Visionless Express - Fernando Meirelles director of Blindness

‘What’s the most challenging thing about making a film about blindness?’ asks Fernando Meirelles, the relentlessly upbeat director of relentlessly downbeat mood-blackeners City of God and The Constant Gardner. ‘Trying to establish relationships between characters. When your characters are sightless, you really can’t rely on looks.’ Based on the novel by Portuguese Nobel Prize winner José Saramago and starring Mark Ruffalo, Julianne Moore and Gael Garcia Bernal, Meirelles’s new film, Blindness, is an apocalyptic fable for our freaked out times, one that imagines the disturbing implications of a society plunged into chaos when (almost) everyone goes inexplicably blind. ‘For me the blindness is a representation of our incapacity to see what is in front of us,’ offers the director by way of explanation – something the American Federation for the Blind failed to pick up on when they protested the US release last month. ‘I really didn’t understand it,’ smiles Meirelles of their beef with the film (apparently the group objected to the portrayal of blind people participating in a violent breakdown of society). ‘They totally missed the point; it’s not about the capacity of blind people adapting to regular life. It’s about humanity. But we checked into this group, actually, and they don’t do anything. They don’t train people; they don’t have a school... it was really just a PR exercise for their organisation.’

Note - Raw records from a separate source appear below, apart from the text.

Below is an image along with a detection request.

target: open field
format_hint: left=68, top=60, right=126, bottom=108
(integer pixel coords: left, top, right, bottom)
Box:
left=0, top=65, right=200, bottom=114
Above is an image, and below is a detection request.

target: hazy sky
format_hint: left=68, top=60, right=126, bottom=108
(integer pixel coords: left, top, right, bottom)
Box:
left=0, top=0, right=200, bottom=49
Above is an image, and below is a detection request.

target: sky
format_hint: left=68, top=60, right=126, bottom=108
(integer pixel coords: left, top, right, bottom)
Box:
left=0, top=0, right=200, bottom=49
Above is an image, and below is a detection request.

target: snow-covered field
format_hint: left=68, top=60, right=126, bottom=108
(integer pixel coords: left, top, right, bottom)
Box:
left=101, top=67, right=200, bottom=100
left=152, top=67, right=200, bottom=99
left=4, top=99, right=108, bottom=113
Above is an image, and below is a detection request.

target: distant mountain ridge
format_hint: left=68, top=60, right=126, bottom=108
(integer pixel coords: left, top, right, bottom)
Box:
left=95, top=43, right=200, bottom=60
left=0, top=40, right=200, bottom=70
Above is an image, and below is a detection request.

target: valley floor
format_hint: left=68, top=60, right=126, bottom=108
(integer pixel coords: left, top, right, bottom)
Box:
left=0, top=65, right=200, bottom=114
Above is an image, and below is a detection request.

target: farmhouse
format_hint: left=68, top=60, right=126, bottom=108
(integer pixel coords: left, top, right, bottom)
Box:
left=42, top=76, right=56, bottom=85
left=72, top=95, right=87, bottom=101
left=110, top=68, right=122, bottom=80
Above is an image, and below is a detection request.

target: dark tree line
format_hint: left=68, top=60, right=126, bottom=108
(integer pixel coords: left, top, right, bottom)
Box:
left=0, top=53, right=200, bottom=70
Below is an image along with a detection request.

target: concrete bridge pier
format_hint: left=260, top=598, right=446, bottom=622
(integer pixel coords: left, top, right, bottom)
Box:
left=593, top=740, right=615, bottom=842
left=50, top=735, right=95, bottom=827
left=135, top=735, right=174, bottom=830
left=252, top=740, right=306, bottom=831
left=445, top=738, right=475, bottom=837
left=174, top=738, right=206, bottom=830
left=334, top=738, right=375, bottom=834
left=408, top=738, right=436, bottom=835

Now 53, Meirelles arguably took a long time to open his own eyes to what was probably always in front of him: a successful film career. Trained as an architect, but falling in love with animation after a brief stint in film school, he started out making crazy gallery installations on a U-Matic video camera, before television beckoned, then commercials. He finally made the move into film at the age of 42, and went global with his third feature, City of God. Released in 2003 it won him breathless comparisons with Scorsese, an Oscar nomination and (comparatively speaking) huge international box-office. ‘I never expected that,’ says Meirelles. ‘I made it for a Brazilian audience, then it got out of control.’ It got things moving with regards to Brazil’s crippling inner city poverty too. ‘It’s getting much, much better everyday,’ Meirelles says. ‘I open the paper now and there is all this good news about the country. That’s a new experience for me.’ Though too modest to say whether he thinks City of God played a direct role in this, he is sure of one thing: ‘Nowadays, middle class people know much more about favelas, drug dealing, crime and the lack of perspective for the young people of Brazil than they did some years ago. Suddenly it is all visible to them.’ You might even say they’ve rediscovered their capacity to see what’s in front of them.